Building Digital Societies as Ecosystems: How Recognition and Repeat Relationships Sustain Cross-Community Work in Open Source

from arxiv, 52 pages (main text + supplementary material), 5 main figures, 13 supplementary figures, 2 main tables. Submitted to EPJ Data Science. Data and code: https://doi.org/10.17605/OSF.IO/5RWEK

We measure cross-boundary collaboration in an open-source software (OSS) ecosystem by reconstructing the bipartite contributor-repository graph of 464 cybersecurity projects and 11,372 contributors active over October 2001-May 2022 (Rawsec Cybersecurity Inventory). Louvain community detection identifies 163 non-singleton communities; per-community contributor count scales superlinearly with repository count (n_contributors ~ n_repos^1.4), and community formation follows a logistic trajectory saturating around 2018. Three patterns support a recognition/repeat-relationship account of cross-boundary work. First, cross-community work concentrates in a thin carrier layer: only nine canonical humans span seven or more communities at the commit level, authoring 14% of 4,015 inter-community merged pull requests; the top 50 cross-community contributors produce 54%. Second, boundary friction is a recognition cost, not a fixed boundary property: inter-community pull-request acceptance rises from 42% at breadth k=1 to 87% at k=5-9, with median latency compressing from 147 h to 49 h. Third, community survival is cohort-structured: per-cohort residualisation hazard rises an order of magnitude between pre-2010 and 2018 cohorts, and external community reach predicts survival mainly through size, leaving late cohorts under-served despite a stable carrier layer. The corpus predates mainstream LLM coding assistants; this baseline of carrier-layer thinness, friction gradient, and cohort hazard informs debates on social coding as a template for digital societies and on what AI-mediated OSS ecosystems should not optimise away.

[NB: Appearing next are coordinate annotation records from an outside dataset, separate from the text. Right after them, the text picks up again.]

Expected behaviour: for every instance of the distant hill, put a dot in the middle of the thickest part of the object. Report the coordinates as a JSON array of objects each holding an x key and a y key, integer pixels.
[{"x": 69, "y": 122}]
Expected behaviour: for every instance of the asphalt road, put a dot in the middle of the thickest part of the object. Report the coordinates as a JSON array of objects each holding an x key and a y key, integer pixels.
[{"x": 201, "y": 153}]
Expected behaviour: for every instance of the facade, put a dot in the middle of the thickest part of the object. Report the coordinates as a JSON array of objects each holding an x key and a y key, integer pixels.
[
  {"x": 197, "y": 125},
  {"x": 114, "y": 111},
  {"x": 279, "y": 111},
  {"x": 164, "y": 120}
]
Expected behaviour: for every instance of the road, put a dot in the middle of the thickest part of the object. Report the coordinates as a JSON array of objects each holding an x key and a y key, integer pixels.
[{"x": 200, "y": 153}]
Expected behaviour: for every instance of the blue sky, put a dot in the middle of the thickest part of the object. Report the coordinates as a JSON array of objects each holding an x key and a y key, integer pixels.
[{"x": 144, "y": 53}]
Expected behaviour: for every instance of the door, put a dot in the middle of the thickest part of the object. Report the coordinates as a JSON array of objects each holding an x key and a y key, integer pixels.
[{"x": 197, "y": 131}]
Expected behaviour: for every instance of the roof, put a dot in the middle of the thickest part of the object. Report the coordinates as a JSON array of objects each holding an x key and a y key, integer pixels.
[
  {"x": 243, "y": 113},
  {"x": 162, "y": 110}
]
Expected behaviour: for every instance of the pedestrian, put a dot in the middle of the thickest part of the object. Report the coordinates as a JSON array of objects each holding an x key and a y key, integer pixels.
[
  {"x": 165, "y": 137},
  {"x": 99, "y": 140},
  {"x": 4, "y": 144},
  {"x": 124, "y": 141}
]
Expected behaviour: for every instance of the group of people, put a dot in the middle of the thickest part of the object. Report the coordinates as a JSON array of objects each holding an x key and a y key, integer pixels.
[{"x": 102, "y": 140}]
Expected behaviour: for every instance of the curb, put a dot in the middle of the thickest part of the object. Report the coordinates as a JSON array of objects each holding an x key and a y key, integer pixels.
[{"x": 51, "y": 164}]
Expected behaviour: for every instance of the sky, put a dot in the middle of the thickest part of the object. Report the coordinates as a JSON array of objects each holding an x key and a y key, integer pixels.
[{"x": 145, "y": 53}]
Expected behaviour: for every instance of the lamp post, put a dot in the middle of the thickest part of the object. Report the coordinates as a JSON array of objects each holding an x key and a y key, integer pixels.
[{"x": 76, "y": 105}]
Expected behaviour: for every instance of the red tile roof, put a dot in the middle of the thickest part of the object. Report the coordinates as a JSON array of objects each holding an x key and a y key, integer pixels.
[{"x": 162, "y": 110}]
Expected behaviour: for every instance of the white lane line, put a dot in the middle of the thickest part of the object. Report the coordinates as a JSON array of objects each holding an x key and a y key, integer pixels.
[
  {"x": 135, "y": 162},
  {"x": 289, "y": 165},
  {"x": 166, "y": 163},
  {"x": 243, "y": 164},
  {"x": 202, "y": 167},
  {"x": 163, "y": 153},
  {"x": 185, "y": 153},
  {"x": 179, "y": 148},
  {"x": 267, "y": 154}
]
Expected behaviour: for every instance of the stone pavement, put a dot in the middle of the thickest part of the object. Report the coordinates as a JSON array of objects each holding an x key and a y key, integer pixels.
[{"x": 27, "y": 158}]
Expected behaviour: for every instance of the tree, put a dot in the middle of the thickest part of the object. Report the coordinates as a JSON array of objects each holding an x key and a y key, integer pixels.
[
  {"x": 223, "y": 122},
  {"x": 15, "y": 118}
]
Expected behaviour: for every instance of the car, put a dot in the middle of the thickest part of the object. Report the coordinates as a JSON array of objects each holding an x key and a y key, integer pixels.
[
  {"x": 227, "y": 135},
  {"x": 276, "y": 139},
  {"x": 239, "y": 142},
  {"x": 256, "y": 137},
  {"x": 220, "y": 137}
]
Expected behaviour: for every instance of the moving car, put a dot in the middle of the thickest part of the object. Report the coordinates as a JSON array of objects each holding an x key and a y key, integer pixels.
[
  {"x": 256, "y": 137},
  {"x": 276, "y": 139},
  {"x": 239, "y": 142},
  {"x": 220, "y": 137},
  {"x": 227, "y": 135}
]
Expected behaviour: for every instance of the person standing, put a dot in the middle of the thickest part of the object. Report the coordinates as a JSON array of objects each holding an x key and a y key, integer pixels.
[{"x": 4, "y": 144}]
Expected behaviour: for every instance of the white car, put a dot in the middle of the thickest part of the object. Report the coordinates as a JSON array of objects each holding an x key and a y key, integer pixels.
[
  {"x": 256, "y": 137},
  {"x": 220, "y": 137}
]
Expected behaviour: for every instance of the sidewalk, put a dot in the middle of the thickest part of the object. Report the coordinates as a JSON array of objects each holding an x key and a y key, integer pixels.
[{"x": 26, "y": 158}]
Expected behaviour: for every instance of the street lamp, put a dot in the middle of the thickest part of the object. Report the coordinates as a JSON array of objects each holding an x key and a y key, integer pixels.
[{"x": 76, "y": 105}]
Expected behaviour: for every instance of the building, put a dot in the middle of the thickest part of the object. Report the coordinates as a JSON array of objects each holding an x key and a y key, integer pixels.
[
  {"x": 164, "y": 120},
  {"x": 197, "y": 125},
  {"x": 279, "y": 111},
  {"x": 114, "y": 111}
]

翻译：我们通过重构 2001 年 10 月至 2022 年 5 月期间活跃的 464 个网络安全项目及 11,372 名贡献者（Rawsec 网络安全库存）的二部贡献者-仓库图，衡量了开源软件（OSS）生态系统中的跨边界协作。Louvain 社区检测识别出 163 个非单例社区；每个社区的贡献者数量随仓库数量超线性增长（n_contributors ~ n_repos^1.4），社区形成遵循约于 2018 年饱和的 Logistic 轨迹。三种模式支持跨边界工作的认可/重复关系解释。首先，跨社区工作集中于薄载体层：仅有九名典型个体在提交层面跨越七个及以上社区，撰写了 4,015 个跨社区合并拉取请求中的 14%；前 50 名跨社区贡献者贡献了 54%。其次，边界摩擦是认可成本，而非固定边界属性：跨社区拉取请求接受率从广度 k=1 时的 42% 上升至 k=5-9 时的 87%，中位延迟从 147 小时压缩至 49 小时。第三，社区生存具有队列结构：每队列留存风险在 2010 年之前队列与 2018 年队列之间提升一个数量级，外部社区覆盖主要通过规模预测生存，导致晚期队列尽管有稳定载体层却服务不足。该语料库早于主流大语言模型编码助手；此载体层薄度、摩擦梯度及队列风险的基线，为关于将社会化编码作为数字社会模板以及AI中介的OSS生态系统不应优化剔除何物的辩论提供了依据。